NIKE (NKE) — which carries CFRA's highest investment recommendation of 5-STARS, or Strong Buy — is the world's largest seller of athletic footwear and apparel, explains analyst Camilla Yanushevsky in CFRA Research's flagship newsletter, The Outlook.

More people now more than ever want to live healthier lives. Forty percent of Americans participate at least once a week in a high-calorie burning activity, and in China over 400 million people are active at least once a week, according to NIKE.

NIKE has triumphantly capitalized on the growing popularity of sports and active lifestyles, rolling out unprecedented innovations and variety at unparalleled speeds. This was underscored in NIKE's most recent fiscal results (Q2 2021: Nov- Q) with earnings per share surprising by over 25%.

NIKE also posted a meaningful top-line beat, with positive direct-to-consumer performance (up 30%, highest currency-neutral growth rate since Q2 2015) in all geographies, led by digital (up 80% and exceeding 30% of sales mix, which is three years ahead of schedule) and China (up 19%; FY 21 to mark seventh consecutive year of double-digit growth on a currency-neutral basis).

NIKE went on to raise fiscal year sales and gross margin guidance as well.  These exceptionally strong
results reiterate our view that NIKE, like the Greek Goddess that bears its name, is the emblem of strength, speed, and victory

We are forecasting for EPS growth of 85% in FY 21 and 26% in FY 22 versus Investor Day guidance for mid-teens growth on average. We see sales rising 15% in FY 21 and 13% in FY 22 versus an on average guide for high-single digit revenue growth.

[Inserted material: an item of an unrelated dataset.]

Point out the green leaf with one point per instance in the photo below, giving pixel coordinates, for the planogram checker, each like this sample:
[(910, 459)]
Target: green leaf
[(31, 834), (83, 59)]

Catalysts we see driving shares to new highs include: 1) Resumption of sports (e.g., Olympics, European Championships, NBA Finals); 2) Consumer Direct Offense (marginaccretive direct sales, led by digital); and 3) Organizational revamp to reflect a simpler consumer construct (Men's; Women's; Kids') that should better align resources to accelerate key growth opportunities.

Our 12-month target is $170, a P/E of 41.9x our FY 22 estimate of $4.06, expensive relative to peers, but warranted, as we also do not really see retailers NIKE's size and scale growing at the same pace.

We note NIKE has a long track record of increasing returns to shareholders, including 19 consecutive years of increasing dividend payouts (+12% in FY 21, yielding 0.8%). When it comes to NIKE, investors should 'Just Buy It'.